5. The constant-temperature enzymolysis reaction tank of claim 1, wherein the circulating water bath mechanism comprises a heating wire and a water pump, the water pump is fixedly installed at the bottom of the inner cavity of the heating box, the bottom of the heating box and the bottom of the suspension box are fixedly connected through a water inlet ring, the water pump is located on the inner side of the water inlet ring, a water inlet hole is formed in the water inlet ring, the heating wire is arranged between the outer wall of the suspension box and the inner wall of the heating box, and a backflow port is formed in the suspension box.

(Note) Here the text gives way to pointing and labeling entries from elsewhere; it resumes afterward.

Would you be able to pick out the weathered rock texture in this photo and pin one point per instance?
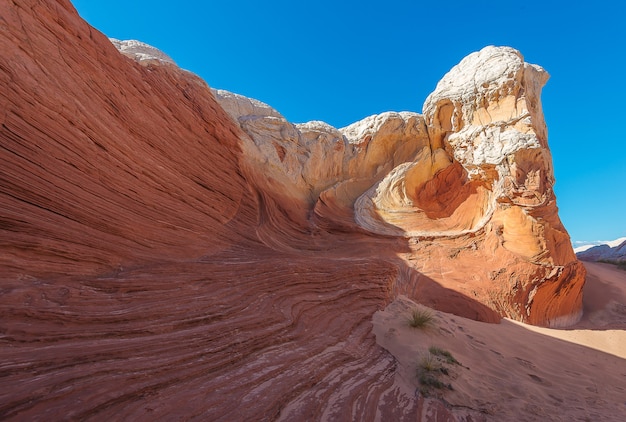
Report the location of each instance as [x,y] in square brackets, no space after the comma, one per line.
[166,255]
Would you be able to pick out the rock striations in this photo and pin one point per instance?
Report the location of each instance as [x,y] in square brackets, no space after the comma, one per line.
[168,251]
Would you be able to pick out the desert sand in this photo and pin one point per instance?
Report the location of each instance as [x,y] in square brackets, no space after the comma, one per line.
[517,372]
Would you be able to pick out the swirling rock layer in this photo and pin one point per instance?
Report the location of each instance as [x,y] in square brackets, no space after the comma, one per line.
[167,252]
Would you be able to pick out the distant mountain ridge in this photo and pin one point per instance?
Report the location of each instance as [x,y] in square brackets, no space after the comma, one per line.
[614,250]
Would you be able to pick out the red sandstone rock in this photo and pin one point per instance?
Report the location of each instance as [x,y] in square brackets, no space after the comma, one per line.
[149,269]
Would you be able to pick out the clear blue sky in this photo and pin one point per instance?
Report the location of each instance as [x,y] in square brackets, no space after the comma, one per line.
[340,61]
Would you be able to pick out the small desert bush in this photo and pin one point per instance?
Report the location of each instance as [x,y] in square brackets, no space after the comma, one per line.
[421,318]
[432,367]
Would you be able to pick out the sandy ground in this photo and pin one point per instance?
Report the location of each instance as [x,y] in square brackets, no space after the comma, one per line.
[515,372]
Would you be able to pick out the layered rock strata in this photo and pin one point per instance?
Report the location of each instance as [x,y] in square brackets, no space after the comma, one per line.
[167,252]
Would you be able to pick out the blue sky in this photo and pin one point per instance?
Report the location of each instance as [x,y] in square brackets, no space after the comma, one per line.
[340,61]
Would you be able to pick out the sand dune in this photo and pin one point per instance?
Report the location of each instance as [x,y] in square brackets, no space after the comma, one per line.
[516,372]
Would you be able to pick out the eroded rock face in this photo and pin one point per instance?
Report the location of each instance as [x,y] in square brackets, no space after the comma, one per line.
[169,251]
[469,185]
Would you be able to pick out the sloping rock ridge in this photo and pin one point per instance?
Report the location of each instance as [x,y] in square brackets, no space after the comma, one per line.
[172,252]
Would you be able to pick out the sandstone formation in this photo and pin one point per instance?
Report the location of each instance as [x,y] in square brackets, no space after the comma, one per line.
[168,251]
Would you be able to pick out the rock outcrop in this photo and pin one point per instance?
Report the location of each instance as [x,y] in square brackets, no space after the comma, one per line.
[168,251]
[469,185]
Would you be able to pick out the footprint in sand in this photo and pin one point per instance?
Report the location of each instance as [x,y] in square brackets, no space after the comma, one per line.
[526,363]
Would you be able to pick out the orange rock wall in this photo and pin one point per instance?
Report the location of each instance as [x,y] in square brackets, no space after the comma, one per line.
[158,261]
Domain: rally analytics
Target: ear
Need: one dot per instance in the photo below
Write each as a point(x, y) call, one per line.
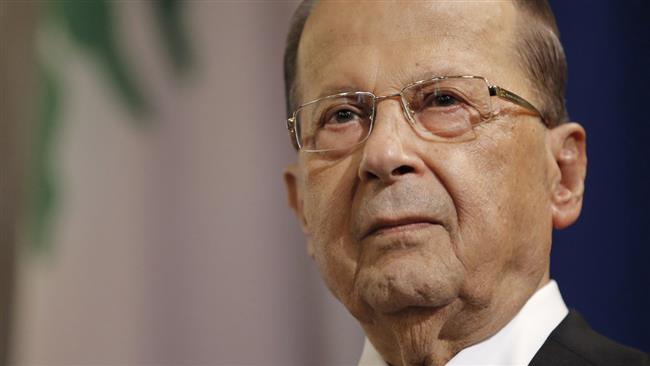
point(567, 143)
point(294, 198)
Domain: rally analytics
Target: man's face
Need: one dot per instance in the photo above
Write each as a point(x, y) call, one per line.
point(400, 226)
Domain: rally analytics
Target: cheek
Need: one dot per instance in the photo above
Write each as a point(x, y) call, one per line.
point(501, 203)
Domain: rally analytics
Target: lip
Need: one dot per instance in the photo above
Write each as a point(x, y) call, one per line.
point(387, 225)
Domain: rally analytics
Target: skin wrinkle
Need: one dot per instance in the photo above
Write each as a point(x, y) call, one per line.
point(426, 292)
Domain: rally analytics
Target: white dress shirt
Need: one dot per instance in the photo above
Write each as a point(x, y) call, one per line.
point(515, 344)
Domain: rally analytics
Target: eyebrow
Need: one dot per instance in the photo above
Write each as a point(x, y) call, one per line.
point(337, 88)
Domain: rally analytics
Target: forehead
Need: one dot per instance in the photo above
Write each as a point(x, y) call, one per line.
point(381, 45)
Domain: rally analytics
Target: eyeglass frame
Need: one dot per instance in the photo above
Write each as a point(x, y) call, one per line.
point(493, 90)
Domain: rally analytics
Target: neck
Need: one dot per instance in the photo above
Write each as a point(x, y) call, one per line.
point(432, 336)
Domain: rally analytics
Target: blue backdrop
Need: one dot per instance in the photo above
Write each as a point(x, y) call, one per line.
point(601, 263)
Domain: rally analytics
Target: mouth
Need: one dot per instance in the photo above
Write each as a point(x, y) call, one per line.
point(392, 226)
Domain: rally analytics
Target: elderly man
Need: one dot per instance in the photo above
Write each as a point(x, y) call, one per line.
point(435, 157)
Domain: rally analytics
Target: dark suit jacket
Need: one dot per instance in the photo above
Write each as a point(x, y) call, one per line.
point(574, 343)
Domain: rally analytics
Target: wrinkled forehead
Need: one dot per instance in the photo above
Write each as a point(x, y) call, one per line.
point(375, 44)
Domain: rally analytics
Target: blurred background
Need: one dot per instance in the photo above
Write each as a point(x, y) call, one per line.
point(142, 209)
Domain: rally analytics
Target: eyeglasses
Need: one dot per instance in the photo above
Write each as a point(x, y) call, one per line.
point(439, 109)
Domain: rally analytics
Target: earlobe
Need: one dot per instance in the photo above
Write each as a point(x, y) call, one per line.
point(568, 147)
point(294, 198)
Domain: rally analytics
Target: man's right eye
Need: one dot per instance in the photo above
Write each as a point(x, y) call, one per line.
point(341, 116)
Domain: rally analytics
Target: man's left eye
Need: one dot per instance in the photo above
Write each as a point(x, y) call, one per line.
point(441, 100)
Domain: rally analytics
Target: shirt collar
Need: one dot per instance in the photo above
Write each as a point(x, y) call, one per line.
point(515, 344)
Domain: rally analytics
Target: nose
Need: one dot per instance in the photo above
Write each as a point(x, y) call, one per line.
point(389, 153)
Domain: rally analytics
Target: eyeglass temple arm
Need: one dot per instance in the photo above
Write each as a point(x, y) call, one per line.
point(508, 95)
point(291, 128)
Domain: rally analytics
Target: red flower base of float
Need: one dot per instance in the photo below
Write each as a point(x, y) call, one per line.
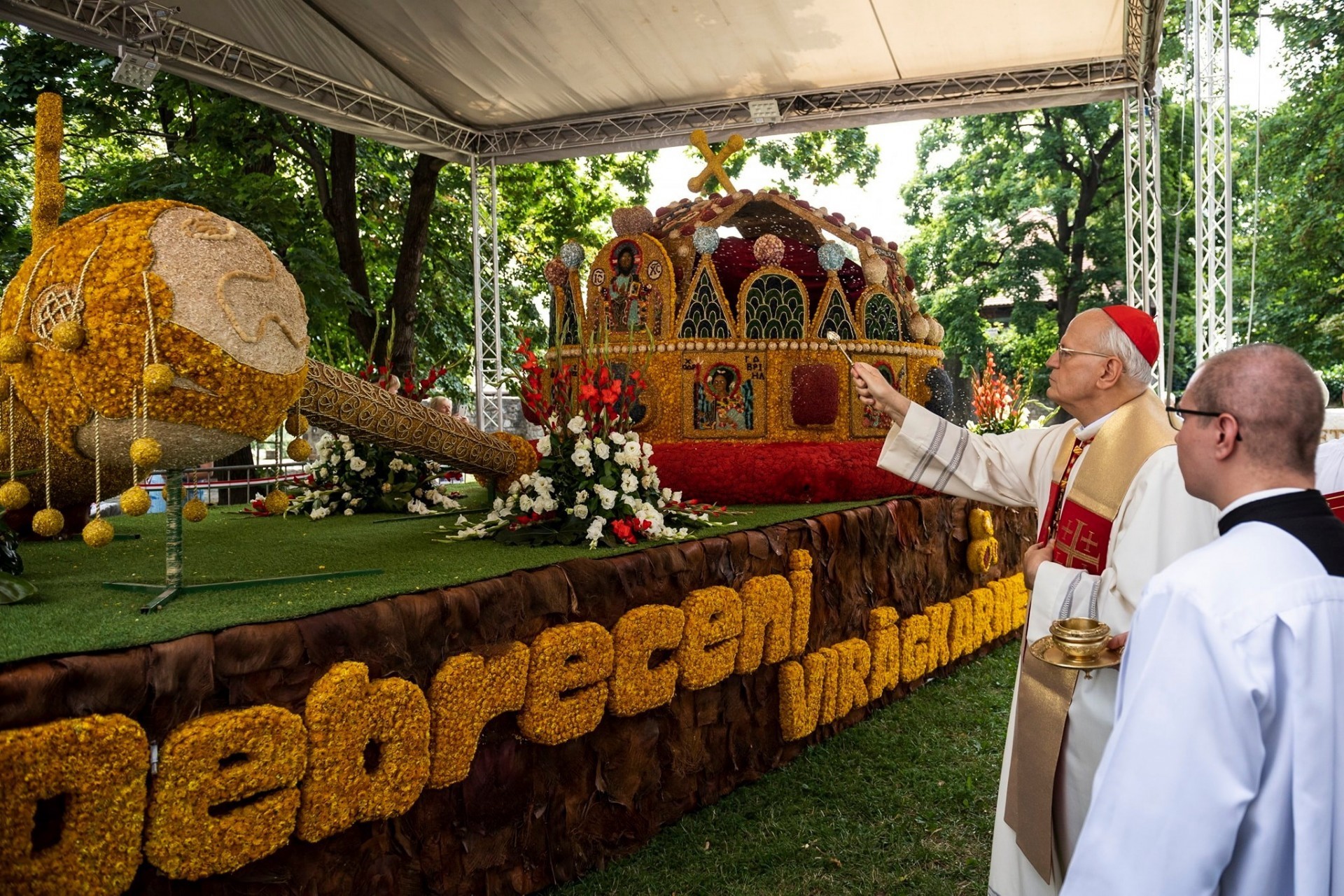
point(778, 473)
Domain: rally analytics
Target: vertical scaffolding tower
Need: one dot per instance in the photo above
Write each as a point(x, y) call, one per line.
point(1144, 210)
point(1212, 181)
point(489, 352)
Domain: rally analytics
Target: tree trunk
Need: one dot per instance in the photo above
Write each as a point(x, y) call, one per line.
point(342, 213)
point(409, 262)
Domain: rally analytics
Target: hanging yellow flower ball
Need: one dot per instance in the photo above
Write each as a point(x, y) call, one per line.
point(296, 425)
point(67, 336)
point(158, 379)
point(14, 495)
point(146, 451)
point(13, 348)
point(49, 523)
point(134, 501)
point(99, 533)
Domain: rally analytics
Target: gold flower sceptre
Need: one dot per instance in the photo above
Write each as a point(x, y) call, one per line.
point(835, 337)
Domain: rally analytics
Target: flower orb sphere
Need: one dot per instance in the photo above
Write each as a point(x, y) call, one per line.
point(874, 270)
point(920, 327)
point(629, 222)
point(99, 533)
point(13, 348)
point(831, 255)
point(768, 248)
point(158, 379)
point(936, 332)
point(49, 523)
point(67, 336)
point(705, 239)
point(571, 254)
point(146, 451)
point(277, 503)
point(207, 301)
point(14, 495)
point(134, 501)
point(555, 272)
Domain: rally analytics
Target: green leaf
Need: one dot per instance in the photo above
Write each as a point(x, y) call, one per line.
point(15, 589)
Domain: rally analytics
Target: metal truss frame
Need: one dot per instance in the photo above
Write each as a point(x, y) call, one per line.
point(1212, 181)
point(1144, 213)
point(488, 315)
point(185, 49)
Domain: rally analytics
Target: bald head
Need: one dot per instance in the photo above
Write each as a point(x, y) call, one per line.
point(1275, 397)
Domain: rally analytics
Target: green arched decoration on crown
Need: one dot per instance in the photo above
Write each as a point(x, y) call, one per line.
point(774, 305)
point(835, 315)
point(879, 317)
point(705, 315)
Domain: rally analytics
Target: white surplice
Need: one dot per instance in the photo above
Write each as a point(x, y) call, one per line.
point(1329, 466)
point(1225, 773)
point(1158, 523)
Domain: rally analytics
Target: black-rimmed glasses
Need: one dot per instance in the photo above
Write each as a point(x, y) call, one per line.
point(1180, 413)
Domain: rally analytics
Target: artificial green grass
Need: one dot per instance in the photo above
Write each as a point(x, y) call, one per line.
point(73, 613)
point(899, 804)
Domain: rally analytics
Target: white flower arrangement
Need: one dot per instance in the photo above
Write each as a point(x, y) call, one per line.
point(354, 477)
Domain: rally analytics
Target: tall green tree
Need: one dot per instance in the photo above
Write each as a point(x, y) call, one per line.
point(1022, 206)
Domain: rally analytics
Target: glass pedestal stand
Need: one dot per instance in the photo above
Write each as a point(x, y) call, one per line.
point(172, 586)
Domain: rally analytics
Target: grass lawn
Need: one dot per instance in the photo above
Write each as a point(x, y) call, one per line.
point(901, 804)
point(73, 613)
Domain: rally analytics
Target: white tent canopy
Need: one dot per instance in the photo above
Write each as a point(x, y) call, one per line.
point(528, 80)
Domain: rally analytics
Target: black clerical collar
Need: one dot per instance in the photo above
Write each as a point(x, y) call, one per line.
point(1306, 516)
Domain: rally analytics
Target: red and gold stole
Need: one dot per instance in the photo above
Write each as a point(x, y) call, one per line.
point(1081, 526)
point(1336, 501)
point(1082, 522)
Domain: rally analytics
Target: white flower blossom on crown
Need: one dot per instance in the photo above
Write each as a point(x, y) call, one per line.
point(594, 531)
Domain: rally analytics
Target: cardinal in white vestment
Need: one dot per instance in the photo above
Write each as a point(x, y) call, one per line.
point(1225, 773)
point(1113, 512)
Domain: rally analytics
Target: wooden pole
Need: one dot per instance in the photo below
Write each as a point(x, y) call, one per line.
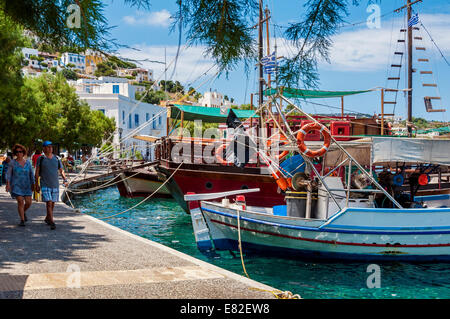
point(181, 124)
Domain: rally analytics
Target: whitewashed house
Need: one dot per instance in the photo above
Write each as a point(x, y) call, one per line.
point(79, 60)
point(116, 99)
point(214, 99)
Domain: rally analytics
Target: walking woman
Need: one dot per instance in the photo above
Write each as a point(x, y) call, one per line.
point(20, 181)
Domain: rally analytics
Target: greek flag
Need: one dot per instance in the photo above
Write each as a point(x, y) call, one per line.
point(414, 20)
point(269, 63)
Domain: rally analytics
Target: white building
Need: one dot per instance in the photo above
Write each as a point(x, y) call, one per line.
point(79, 60)
point(116, 100)
point(214, 99)
point(28, 52)
point(140, 74)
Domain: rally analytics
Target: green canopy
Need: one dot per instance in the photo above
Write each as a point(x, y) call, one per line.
point(206, 114)
point(310, 94)
point(443, 130)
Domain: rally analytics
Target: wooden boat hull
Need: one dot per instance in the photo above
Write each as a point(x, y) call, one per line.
point(208, 178)
point(354, 233)
point(142, 184)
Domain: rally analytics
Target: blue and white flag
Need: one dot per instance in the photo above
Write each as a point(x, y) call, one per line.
point(414, 20)
point(269, 63)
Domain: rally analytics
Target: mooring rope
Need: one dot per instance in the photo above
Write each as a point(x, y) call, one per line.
point(277, 293)
point(147, 196)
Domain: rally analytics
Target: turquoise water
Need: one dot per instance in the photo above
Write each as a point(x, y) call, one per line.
point(163, 221)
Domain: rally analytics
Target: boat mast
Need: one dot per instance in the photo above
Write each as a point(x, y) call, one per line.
point(410, 70)
point(260, 55)
point(408, 6)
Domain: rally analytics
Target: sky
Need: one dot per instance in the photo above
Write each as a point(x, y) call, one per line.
point(360, 58)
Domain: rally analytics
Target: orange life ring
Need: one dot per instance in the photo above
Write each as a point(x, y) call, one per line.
point(301, 139)
point(219, 157)
point(285, 141)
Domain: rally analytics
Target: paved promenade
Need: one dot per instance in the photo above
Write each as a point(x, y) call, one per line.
point(87, 258)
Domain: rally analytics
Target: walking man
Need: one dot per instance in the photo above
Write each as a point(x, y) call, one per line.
point(47, 168)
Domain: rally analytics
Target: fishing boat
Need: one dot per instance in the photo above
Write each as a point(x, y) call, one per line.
point(375, 213)
point(217, 176)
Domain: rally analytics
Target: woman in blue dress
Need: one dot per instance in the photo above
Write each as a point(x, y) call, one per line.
point(20, 181)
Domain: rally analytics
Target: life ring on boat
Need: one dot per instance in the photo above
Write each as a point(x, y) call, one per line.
point(219, 156)
point(301, 139)
point(282, 182)
point(283, 140)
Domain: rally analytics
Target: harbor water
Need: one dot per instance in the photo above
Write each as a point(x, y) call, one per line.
point(163, 221)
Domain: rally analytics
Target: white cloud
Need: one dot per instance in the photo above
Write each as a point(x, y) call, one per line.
point(365, 50)
point(190, 66)
point(371, 49)
point(156, 18)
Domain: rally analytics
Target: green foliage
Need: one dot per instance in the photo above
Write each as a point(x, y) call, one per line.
point(222, 25)
point(152, 97)
point(312, 38)
point(171, 87)
point(13, 113)
point(113, 60)
point(47, 19)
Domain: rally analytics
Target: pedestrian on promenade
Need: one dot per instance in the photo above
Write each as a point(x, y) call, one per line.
point(34, 158)
point(20, 181)
point(47, 168)
point(5, 164)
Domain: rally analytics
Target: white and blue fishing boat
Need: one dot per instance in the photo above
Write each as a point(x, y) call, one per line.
point(389, 206)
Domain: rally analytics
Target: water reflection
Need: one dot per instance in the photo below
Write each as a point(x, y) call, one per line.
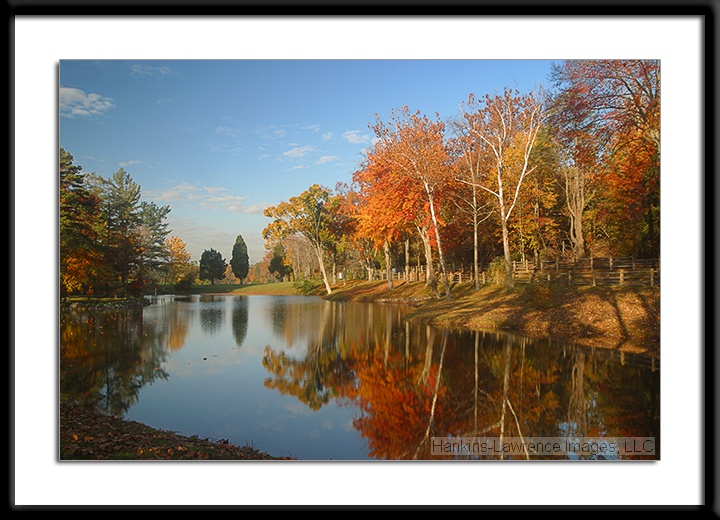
point(403, 383)
point(240, 319)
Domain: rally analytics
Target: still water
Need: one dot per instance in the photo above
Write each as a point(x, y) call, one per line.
point(303, 377)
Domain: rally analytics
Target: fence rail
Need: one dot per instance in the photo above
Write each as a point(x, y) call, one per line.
point(582, 271)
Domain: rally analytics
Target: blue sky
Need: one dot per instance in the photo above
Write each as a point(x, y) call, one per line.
point(220, 140)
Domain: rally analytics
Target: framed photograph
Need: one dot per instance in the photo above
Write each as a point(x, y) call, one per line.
point(304, 255)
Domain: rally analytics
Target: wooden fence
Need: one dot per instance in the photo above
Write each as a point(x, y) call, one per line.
point(581, 271)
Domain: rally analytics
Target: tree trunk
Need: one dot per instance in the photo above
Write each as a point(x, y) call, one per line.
point(437, 238)
point(318, 254)
point(407, 259)
point(388, 264)
point(430, 279)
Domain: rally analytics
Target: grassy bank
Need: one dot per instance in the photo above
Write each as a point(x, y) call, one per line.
point(625, 318)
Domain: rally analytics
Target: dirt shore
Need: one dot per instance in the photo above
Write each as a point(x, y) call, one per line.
point(625, 318)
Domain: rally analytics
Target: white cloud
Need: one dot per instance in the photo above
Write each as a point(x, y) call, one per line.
point(126, 164)
point(356, 136)
point(226, 131)
point(211, 197)
point(147, 70)
point(75, 102)
point(299, 151)
point(326, 159)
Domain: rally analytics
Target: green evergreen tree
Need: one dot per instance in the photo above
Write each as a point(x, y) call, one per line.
point(212, 266)
point(240, 262)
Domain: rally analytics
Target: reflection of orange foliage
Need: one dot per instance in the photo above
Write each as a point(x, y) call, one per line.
point(395, 410)
point(73, 340)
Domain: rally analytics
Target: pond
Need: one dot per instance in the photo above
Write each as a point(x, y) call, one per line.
point(307, 378)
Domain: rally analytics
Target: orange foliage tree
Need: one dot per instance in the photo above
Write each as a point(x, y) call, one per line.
point(412, 147)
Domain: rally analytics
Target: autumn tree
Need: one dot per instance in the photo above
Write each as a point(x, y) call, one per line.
point(507, 126)
point(384, 206)
point(212, 266)
point(412, 145)
point(240, 261)
point(472, 164)
point(277, 262)
point(617, 103)
point(178, 263)
point(308, 215)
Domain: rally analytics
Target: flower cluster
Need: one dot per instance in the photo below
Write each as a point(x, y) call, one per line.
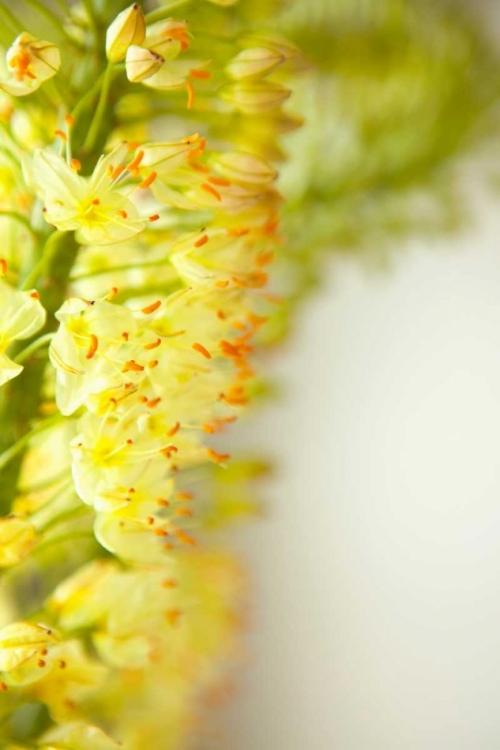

6. The constant-temperature enzymolysis reaction tank of claim 5, wherein the water inlet holes are provided with a plurality of groups and are uniformly distributed along the outer diameter of the water inlet ring.

7. The constant-temperature enzymolysis reaction tank of claim 1, wherein a buoyancy ring is fixed on the outer diameter of the enzymolysis tank, and a limiting plate is fixed on the inner wall of the suspension tank.